Este versículo del evangelio de Lucas me llamó ayer
poderosamente la atención. El Señor no es recibido porque no tuvieran medios o
posibilidad de acogerlo, más aún, deseaban ardientemente que se quedara con
ellos y poder gozar de su presencia, tener la posibilidad de escucharle y ver
los signos que hacía. Renuncian a Él porque se dirigía a otro lugar, un sitio que
para esa población se le hacía odioso. Un abismo en las relaciones que surgen
como consecuencia del deseo de poder y tener, por lo tanto de buscar quién
somete a quién. Esa ruptura, la división de estos pueblos, fue renunciar a su
naturaleza fundacional. Trajo consigo la debilidad, y ambos pueblos se vieron
abocados a que otras civilizaciones, con principios muy lejanos a los que
fundaron y dieron naturaleza a su unidad, los sometieran con brazo de hierro. Todo
esto trajo consigo una herida tan profunda que jamás pudo sanar, que llegó
hasta el tiempo de Jesús.
Del mismo modo, Jesús pasa todos los días por nuestra
puerta, por el hogar de nuestro corazón. Y el pecado que nubla nuestro interior
nos hace ciegos e impide ver la luz que puede llenar de colorido la estancia de
nuestra alma. Él nos dice cada día: “Yo
soy la luz del mundo, quien me siga no caminará en tinieblas, antes tendrá la
luz de la vida”, y también como le dice a la Samaritana: “Si conocieras el Don de Dios y quién es el
que te pide de beber, tú le pedirías a él, y te daría agua viva”. Entonces, por qué es más fuerte en nosotros
el odio, por qué nos empecinamos en buscar el mal del otro, por qué nos
apegamos a las cosas de este mundo como si en éstas estuviera nuestra
felicidad, por qué dejamos que el mal que nos han causado anegue de hiel
nuestra vida, por qué nos negamos a perdonar… En definitiva, nosotros podemos y
deseamos la felicidad, por lo tanto acoger al Señor, por qué lo dejamos pasar
de largo.
La actitud de cambio no puede ser la de los discípulos, en
este caso, la venganza.

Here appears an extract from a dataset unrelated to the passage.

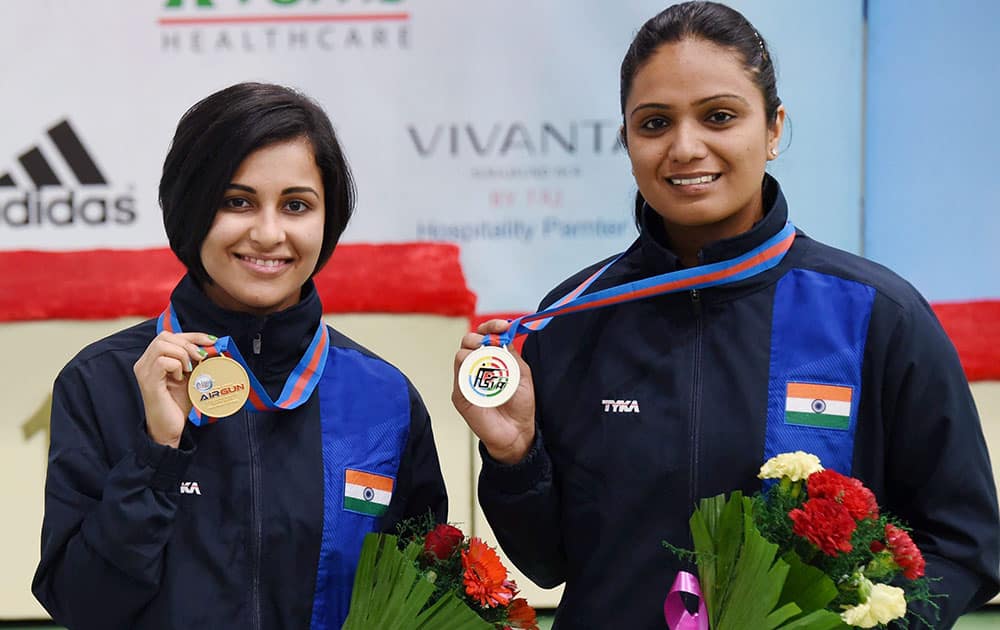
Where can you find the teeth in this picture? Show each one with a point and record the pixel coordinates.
(704, 179)
(270, 262)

En nuestro caso particular, unas veces será la
venganza, otras no reconocer nuestra debilidad y nuestro pecado. Somos muy
hábiles para buscar justificaciones y para descargar la responsabilidad sobre
los demás, todo con tal de quedar incólumes ante los demás. Es decir, nos
preocupamos de nuestra fachada, del que dirán o piensen de mí, sobre todo no
perder el estatus ni perder comba mundana. Y lo importante de una casa no está
en la fachada sino en el interior, lo que contiene y que verdaderamente la
convierte en un hogar apacible donde reina la caridad. Y ésta, sólo nade en
aquél que bebe del agua viva.
Andemos pues, a toda prisa asear la casa que pasa por
reconocerse débil y criatura; preparar la alcuza con aceite –y mucho de repuesto-
para mantener encendida la lámpara, porque el Señor de todo te busca y quiere
visitarte, porque desea ardientemente que tengas vida y ésta en plenitud.